To offer a bit of perspective: being DFd then was not like it had been before, or since. For a period of several years (1973-1980, as I recall), the WTS had "lightened up" on the amount of communication that was "allowed" between DFd people and other JWs, especially when it was family. In fact, it was tantamount to 'if you can talk them back in, then go for it.' And boy-o-boy, did a lot of people try to talk me back in! Almost daily conversations, especially with my Mom. Same old issues, same old patronizing responses...it went nowhere.
Now, to again be very candid with you: During this period I went through what some have imo quite properly described as a "delayed teenage rebellion" episode. I tried several drugs (after all, I'd "verified" by my experiment with tobacco that the WTS doctrine was wrong...right?): cocaine, marijuana, LSD, mushrooms--though I never used a needle. In retrospect, I can honestly say that I was simply experimenting with things that had always been forbidden. However, I quickly found myself bored with the experiences that those physical substances provided; there was something missing.

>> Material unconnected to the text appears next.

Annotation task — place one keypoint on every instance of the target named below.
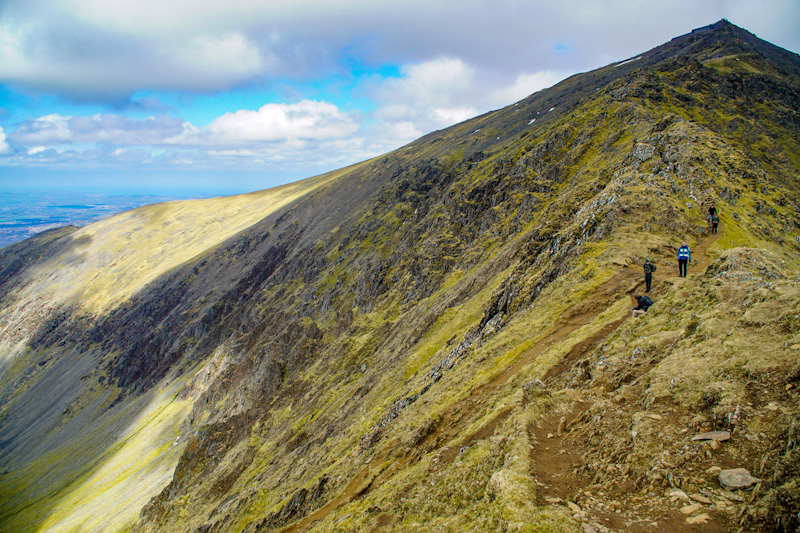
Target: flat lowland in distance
(439, 339)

In any case, it probably doesn't need to be said that I was not much of a husband during that time; the people I hung out with were not exactly what you'd call the "Christian type," and though I loved my wife, at this point we had very little in common: no shared religion, no common activities, not much intimacy. We became very distant from each other. I say this here because it sets part of the stage for the next couple of years.
However, one fact remained: there were only a couple of "worldly" people with whom I developed any kind of bond: one turned out to be a shyster, and one is a close friend to this day. Not much of a social life, eh? So, I began to feel more and more lonely for the comraderie and community spirit in which I was raised, and gradually began to override the "logical" objections I had with the WTS, in favor of again having that close-knit feeling of belonging. So, I initiated a request to be reinstated.
The elders were extremely happy to accept my request, and thus begins the next chapter.
PS: Sorry for the abbreviated sequences...I could say much more, but I'm just doing a first plod through a complicated life; I never kept a diary! LOL
PPS: For those of you who've asked if you can share my story (such as it is) with others--I wouldn't be posting it on a discussion board unless I expected, and even hoped, that it would be shared. As I said early on: if only one JW can be helped by me sharing my experiences, then it is all worth it.